Pour la première fois depuis près de 70 ans, le prix Nobel de littérature ne sera pas attribué en 2018, mais annoncé l’an prochain en même temps que le prix de 2019.
L’Académie suédoise qui le décerne, ébranlée par un scandale d’agressions sexuelles lié au mouvement #MeToo, a décidé de reporter le prix d’un an, le temps de se réformer et de remplacer ses membres démissionnaires.
Voici cinq choses à savoir sur le prix Nobel de littérature et l’académie.
1 / Le mieux doté
L’Académie suédoise décerne 16 prix, dont le plus connu et le mieux doté (actuellement 9 millions de couronnes/873.000 euros): le prix Nobel de littérature. Dans son testament, l’inventeur Alfred Nobel a confié à l’institution suédoise la mission de récompenser chaque année « l’auteur de l’ouvrage littéraire le plus remarquable d’inspiration idéaliste ». Depuis 1901, quatre à cinq membres – sur 18 – élus pour trois ans sont chargés de recueillir et discuter les propositions de nomination avant de soumettre une liste de noms à l’ensemble des académiciens.
Les propositions sont alors discutées par l’ensemble des membres de l’Académie avant un vote à la majorité absolue.
2 / 350 propositions par an
Les archives de l’Académie suédoise regorgent de courriers des plus grands noms des lettres et de l’édition réclamant plus ou moins subtilement l’attention des académiciens.
Chaque année, elle reçoit quelque 350 propositions écrites de candidatures émanant d’anciens lauréats, académiciens, organisations et autres professeurs du milieu littéraire et linguistique. Chacun fait valoir les atouts de son favori, quitte à glisser une offrande à l’attention des académiciens… un présent souvent mal perçu.
Pour être valables, les candidatures doivent être renouvelées tous les ans et parvenir avant le 1er février. Les candidats, eux, doivent être vivants et – en principe – avoir publié dans l’année.
3 / Sept années blanches et un refus
Le palmarès du Nobel de littérature compte 114 lauréats. La liste, d’un total de 110 attributions, comprend quatre doubles attributions.
Il a été refusé une fois, en 1964. Le philosophe français Jean-Paul Sartre avait alors décliné la récompense, une décision inédite et surtout non prévue dans le testament Nobel. Il reste donc à ce jour lauréat, sans avoir jamais touché l’argent du prix.
En 1958, Boris Pasternak avait été contraint de refuser le prix, sous la pression du gouvernement soviétique.
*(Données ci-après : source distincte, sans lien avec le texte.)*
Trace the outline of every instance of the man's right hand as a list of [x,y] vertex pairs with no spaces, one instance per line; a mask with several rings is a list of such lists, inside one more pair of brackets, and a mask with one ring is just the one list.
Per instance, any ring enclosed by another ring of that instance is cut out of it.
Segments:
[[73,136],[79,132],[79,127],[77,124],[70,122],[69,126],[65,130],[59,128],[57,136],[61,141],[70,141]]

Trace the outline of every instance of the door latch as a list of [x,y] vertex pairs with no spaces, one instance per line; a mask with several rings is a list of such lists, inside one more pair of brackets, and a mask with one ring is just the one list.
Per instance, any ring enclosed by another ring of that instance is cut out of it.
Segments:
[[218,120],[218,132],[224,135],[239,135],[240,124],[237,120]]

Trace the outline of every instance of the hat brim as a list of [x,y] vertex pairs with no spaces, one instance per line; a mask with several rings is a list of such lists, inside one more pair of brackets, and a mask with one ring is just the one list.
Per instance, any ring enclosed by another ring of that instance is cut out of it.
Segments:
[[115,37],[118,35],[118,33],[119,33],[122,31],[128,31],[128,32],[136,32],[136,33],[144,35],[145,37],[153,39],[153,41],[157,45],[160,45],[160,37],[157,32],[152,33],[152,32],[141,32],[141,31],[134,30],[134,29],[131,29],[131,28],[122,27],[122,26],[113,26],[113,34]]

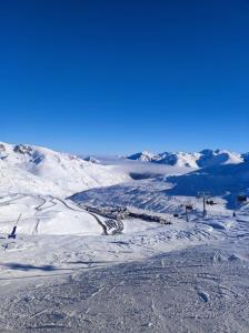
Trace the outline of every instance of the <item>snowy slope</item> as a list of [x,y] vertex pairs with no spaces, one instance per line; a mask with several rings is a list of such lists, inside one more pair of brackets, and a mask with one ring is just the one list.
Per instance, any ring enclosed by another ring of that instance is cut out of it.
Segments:
[[153,162],[172,167],[209,168],[221,164],[237,164],[248,160],[248,154],[239,154],[227,150],[202,150],[200,152],[163,152],[159,154],[141,152],[127,157],[129,160]]
[[111,165],[98,165],[77,155],[34,145],[0,144],[0,193],[64,196],[128,179]]

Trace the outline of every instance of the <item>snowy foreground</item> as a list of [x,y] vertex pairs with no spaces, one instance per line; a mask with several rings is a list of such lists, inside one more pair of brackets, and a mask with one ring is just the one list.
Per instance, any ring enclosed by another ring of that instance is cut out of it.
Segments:
[[[249,188],[247,162],[173,175],[46,153],[8,145],[0,160],[9,176],[0,182],[0,332],[249,332],[249,204],[232,216],[232,190]],[[73,170],[87,179],[77,194]],[[208,184],[217,204],[203,218],[192,193]],[[110,223],[107,206],[137,215]],[[143,219],[155,213],[170,224]]]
Le Nobel de littérature n’a pas non plus été décerné à sept reprises depuis 1901, principalement en temps de guerre: en 1914 et 1918, en 1935 puis 1940, 1941, 1942 et 1943.
Il a été repoussé d’un an à sept reprises: en 1915, 1919, 1925, 1926, 1927, 1936 et 1949, faute de candidats jugés « dignes ».
4 / Tops et flops
Le Nobel n’a pas raté des Américains comme Faulkner, Hemingway ou Steinbeck, des Allemands comme Mann, Boell ou Grass, des Français comme Gide, Camus ou Le Clézio. Ils n’ont pas oublié Kipling, Beckett ou Garcia Marquez…
Ils sont pourtant passés à côté de plumes prestigieuses: Conrad, Strindberg, Joyce, Rilke, Proust, Valéry, Borgès, Brecht, Virginia Woolf et plus récemment Philip Roth, décédé cette année.
A décharge, certains auteurs sont morts prématurément (le Français Paul Valéry décède peu avant l’annonce du prix dont il est le grand favori en 1945) et une partie de l’oeuvre d’autres écrivains a été publiée après leur disparition (Kafka et Pessoa par exemple).
5 / La littérature française aux avant-postes
Le jeu des doubles ou triples nationalités ne permet pas de dresser un classement fiable par pays. Les ordres de grandeur placent toutefois la France en tête, avec 15 lauréats, dont la première édition en 1901 avait récompensé Sully Prudhomme.
Viennent ensuite les Etats-Unis et le Royaume-Uni, avec douze récompenses chacun.
La langue de Molière est en revanche détrônée par celle de Shakespeare, avec 29 auteurs anglophones primés depuis sa création.
Sur 114 lauréats, 14 seulement sont des lauréates. La tendance est cependant au rattrapage avec 50% des prix « féminins » décernés ces 25 dernières années.